The Producer was impatient. “Nobody like that comes here. It just doesn’t make sense.”

“Unsolved mysteries seldom do.” Appleby turned back to Ferrett. “What lights were on when you came in here?”

“Only the line of lights in the 7.16 itself, sir. Not bright, they weren’t. But enough for me to–”

Ferrett was interrupted by a shout from the centre of the studio. A man in shirtsleeves was hurrying forward, gesticulating wrathfully. The Producer turned on him. “What the devil is wrong with you?”

“It’s not merely Whale’s flaming head that’s suffering in this affair. It’s my projector too. Somebody’s taken a bleeding hammer to it. I call that beyond a joke.”

Appleby nodded gravely. “This whole affair went beyond a joke, I agree. But I’ve a notion it certainly began in one.”

There was a moment’s perplexed silence, and then another newcomer presented himself in the form of a uniformed sergeant of police. He walked straight up to Appleby. “A fellow called Slack,” he murmured. “Railway linesman. Turned up at the local station in a great state. Says he reckons he did something pretty bad somewhere round about here last night.”

Appleby nodded sombrely. “I’m afraid, poor devil, he’s right.”

 

“You didn’t know,” Appleby asked next day, “that there’s a real 7.16 p.m. from your nearest railway station?”

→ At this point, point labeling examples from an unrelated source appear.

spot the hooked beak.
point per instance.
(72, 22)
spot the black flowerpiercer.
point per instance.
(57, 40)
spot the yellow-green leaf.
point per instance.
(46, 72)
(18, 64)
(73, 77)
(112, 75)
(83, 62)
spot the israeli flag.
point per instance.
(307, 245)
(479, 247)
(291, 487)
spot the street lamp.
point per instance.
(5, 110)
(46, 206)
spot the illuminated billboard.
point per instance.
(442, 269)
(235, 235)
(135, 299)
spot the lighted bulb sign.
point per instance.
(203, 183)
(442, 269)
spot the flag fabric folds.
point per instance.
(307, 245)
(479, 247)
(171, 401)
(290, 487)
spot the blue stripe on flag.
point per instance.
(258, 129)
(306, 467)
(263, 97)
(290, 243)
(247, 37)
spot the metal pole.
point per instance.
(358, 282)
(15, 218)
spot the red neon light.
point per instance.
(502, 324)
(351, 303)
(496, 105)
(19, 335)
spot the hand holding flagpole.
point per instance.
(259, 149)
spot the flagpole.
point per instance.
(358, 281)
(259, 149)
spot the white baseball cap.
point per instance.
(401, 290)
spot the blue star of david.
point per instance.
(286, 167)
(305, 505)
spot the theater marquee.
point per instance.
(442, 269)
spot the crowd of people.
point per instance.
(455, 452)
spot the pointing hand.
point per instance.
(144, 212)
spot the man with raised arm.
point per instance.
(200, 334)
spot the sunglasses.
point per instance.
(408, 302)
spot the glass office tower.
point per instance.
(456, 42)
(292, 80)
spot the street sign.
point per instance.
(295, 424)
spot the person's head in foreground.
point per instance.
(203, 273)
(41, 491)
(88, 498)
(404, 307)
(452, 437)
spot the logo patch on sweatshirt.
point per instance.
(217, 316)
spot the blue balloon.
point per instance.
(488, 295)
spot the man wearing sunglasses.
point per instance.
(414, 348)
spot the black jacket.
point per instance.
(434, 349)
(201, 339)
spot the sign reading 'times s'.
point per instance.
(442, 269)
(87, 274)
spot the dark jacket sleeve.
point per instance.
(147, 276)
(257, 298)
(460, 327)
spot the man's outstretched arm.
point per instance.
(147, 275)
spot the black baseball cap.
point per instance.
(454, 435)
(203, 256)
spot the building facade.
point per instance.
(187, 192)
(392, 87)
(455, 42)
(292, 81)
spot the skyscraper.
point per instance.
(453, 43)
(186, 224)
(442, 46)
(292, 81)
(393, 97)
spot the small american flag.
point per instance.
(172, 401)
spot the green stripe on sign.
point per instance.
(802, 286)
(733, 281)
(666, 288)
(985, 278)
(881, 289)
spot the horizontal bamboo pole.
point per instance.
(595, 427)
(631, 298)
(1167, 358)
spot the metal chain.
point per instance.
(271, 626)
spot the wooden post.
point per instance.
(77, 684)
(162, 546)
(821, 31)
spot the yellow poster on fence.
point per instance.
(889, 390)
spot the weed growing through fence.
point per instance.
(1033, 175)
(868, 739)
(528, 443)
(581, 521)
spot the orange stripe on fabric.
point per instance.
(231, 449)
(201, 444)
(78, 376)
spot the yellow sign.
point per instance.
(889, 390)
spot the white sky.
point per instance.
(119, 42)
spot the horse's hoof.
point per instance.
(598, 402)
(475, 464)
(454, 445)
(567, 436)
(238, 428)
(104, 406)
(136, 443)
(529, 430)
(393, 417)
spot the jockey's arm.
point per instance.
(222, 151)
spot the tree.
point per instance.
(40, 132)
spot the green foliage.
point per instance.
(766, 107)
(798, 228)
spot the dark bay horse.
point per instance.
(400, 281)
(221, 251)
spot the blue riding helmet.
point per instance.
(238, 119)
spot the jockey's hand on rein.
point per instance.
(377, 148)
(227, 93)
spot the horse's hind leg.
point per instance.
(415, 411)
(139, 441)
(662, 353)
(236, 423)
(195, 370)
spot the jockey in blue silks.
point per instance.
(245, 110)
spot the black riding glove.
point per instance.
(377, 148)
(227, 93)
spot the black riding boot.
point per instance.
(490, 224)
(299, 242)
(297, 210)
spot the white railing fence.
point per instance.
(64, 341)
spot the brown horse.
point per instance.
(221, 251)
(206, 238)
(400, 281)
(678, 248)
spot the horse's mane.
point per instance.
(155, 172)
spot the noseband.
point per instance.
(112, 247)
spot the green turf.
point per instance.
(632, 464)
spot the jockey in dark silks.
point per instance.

The Producer shook his head. “Never travel on trains.”

“Well, there is. And Slack was straying along the road, muttering that he’d missed it, when Whale stopped his car and picked him up. Whale was already a bit tight, and he supposed that Slack was very tight indeed. Actually Slack has queer fits – loses his memory, wanders off, and so on – and this was one of them. That was why he was still in his oil-soaked work-clothes, and still carrying the long-handled hammer-affair he goes about tapping things with. There just wasn’t any liquor in Slack at all. But Whale, in his own fuddled state, had no notion of what he was dealing with. And so he thought up his funny joke.”

“He always was a damned freakish fool over such things.” The Producer spoke energetically. “A funny joke with
our
7.16?”

“Precisely. It was the coincidence that put it in his head. He promised Slack to get him to his train at the next station. And then he drove him here. It was already dark, of course, and he found it enormous fun kidding this drunk – as he still thought him – that they were making it by the skin of their teeth. That sort of thing. No doubt there was a certain professional vanity involved. When he’d got Slack into that compartment, and turned on your gadget for setting scenery hurtling by, it was too amusing for words. Then he overreached himself.”